Her temp is 102.5 Am I on the right track or no??


----------



## happybleats (Sep 12, 2010)

the La 200 should have made a difference if it was UTI...her temp is fine...is she acting well other than peeing ?/

Im having a doe do the same thing...we treated for 5 days of nuflor incase she had UTI with no change...she doesn't really strain to pee..just trickle spit trickle, like she is squeezing her parts to keep it in lol..not a down pour like normal...Im thinking she maybe trying to pass a stone..no fever or distress she doesn't even act like she hurts..so we watch for now..and add ACV to the water and see how she does...


----------



## LoriH (Jan 12, 2014)

She is eating and I added ACV to water too but she is laying facing the wall now. Otherwise acting ok. I guess I will just watch too. If you develop anything else or try anything else please keep me posted. Thanks!!
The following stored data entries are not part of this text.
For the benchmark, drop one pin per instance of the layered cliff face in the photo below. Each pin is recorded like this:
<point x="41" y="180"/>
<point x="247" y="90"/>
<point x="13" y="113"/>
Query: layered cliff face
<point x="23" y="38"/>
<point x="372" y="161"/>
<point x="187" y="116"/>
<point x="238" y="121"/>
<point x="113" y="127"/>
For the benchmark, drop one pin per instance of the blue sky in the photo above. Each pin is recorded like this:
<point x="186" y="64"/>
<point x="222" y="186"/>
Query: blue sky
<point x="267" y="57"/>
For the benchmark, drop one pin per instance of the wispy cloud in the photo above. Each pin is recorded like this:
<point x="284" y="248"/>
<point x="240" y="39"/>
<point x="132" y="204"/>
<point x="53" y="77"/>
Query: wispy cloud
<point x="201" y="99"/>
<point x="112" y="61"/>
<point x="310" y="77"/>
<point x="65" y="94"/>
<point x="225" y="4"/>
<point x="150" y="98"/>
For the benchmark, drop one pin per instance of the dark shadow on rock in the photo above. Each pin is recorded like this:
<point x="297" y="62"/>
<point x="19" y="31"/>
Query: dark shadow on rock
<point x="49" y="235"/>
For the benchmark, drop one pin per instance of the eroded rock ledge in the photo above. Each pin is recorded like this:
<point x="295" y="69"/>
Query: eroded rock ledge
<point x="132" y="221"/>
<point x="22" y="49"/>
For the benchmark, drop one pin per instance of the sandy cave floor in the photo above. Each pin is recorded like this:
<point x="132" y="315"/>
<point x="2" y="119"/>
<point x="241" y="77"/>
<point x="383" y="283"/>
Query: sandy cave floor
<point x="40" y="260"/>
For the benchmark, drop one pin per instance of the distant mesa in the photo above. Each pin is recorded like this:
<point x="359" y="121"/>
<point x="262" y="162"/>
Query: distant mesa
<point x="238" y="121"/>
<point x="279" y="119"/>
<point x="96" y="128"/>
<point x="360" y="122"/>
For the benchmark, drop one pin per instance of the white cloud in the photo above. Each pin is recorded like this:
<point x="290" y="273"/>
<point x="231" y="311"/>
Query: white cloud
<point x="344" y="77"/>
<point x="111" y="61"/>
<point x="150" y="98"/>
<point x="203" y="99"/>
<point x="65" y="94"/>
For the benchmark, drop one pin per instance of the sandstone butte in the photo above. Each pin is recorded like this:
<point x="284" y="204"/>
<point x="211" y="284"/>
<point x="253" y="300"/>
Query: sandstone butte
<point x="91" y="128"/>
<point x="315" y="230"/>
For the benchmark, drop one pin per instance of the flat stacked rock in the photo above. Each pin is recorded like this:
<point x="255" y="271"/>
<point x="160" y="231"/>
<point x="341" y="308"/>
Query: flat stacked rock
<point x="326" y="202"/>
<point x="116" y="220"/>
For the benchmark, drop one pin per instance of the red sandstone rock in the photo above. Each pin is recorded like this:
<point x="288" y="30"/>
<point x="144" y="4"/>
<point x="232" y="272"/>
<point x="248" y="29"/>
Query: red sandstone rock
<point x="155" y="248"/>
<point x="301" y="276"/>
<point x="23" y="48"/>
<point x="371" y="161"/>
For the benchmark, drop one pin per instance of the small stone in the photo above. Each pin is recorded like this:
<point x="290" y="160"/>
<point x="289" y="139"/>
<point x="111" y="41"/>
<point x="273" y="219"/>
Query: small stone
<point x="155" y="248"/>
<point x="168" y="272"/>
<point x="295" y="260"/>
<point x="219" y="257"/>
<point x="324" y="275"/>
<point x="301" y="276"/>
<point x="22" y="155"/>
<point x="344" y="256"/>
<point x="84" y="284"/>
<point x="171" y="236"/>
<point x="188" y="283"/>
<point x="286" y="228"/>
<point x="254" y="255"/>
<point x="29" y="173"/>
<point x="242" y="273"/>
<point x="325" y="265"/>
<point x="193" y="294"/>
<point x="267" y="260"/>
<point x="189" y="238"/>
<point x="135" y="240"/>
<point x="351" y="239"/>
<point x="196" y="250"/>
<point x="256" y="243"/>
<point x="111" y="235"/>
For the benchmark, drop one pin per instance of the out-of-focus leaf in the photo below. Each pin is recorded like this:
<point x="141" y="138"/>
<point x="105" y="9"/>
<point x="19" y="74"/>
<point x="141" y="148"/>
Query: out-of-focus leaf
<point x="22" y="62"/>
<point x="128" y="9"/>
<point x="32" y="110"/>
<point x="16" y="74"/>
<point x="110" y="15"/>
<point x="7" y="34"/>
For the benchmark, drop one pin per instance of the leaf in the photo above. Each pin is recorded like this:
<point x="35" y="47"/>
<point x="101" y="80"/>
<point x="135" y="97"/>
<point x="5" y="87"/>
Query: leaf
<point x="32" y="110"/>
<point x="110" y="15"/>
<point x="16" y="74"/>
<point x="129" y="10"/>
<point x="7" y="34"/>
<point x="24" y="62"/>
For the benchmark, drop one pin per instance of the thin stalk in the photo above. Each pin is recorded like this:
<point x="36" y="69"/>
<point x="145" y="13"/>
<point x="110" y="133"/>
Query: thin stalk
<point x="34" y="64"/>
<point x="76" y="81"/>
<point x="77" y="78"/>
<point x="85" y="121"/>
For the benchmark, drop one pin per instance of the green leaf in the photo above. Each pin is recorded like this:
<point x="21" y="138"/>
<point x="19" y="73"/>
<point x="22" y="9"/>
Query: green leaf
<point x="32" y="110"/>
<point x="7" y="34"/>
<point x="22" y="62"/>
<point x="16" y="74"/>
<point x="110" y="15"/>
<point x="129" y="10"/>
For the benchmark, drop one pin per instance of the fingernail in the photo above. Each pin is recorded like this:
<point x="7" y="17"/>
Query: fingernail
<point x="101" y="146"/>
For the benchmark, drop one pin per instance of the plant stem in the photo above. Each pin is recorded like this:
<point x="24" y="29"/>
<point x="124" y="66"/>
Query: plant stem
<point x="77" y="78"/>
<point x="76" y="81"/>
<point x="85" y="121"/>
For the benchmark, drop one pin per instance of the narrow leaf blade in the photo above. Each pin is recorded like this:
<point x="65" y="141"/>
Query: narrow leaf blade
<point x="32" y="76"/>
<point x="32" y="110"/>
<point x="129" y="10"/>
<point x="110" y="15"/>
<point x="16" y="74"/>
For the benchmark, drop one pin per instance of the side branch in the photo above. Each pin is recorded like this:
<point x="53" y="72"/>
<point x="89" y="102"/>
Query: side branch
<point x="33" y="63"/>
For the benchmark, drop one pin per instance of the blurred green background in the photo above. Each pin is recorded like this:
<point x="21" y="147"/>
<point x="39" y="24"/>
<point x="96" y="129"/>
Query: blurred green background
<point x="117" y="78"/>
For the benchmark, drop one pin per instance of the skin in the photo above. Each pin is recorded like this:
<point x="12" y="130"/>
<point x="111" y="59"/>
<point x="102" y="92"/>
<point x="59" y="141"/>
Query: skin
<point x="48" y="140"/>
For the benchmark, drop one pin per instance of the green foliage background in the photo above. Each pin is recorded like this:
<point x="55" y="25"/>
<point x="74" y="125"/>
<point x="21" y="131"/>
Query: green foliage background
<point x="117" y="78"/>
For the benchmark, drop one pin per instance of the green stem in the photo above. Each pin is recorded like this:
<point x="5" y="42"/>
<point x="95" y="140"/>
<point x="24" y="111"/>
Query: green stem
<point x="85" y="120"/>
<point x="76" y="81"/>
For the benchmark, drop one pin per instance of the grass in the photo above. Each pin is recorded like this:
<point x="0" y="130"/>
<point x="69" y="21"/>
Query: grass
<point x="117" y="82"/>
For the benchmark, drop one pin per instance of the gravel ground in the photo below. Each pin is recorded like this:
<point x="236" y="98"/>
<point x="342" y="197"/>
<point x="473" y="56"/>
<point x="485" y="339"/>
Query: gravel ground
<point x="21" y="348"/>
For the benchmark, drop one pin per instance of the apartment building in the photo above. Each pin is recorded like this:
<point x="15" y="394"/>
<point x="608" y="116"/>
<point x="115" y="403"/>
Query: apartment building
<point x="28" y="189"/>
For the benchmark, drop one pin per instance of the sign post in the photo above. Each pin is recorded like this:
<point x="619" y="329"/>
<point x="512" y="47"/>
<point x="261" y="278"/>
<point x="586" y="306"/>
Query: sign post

She was done antibiotic last friday and this just started today.


----------



## happybleats (Sep 12, 2010)

so its been a week since antibiotics...? Did you give Probiotics after she was done? wouldn't have any thing to do with her peeing lol..but its a good idea after antibiotics. 

how hot is it there...is she drinking enough fluids? pull up her skin and see how hydrated she is...


----------



## LoriH (Jan 12, 2014)

Ok it is actually quite chilly here right now only 2 degrees celcius last night and a high of 20 today. I will check that though.

I did give her probios when she was done.


----------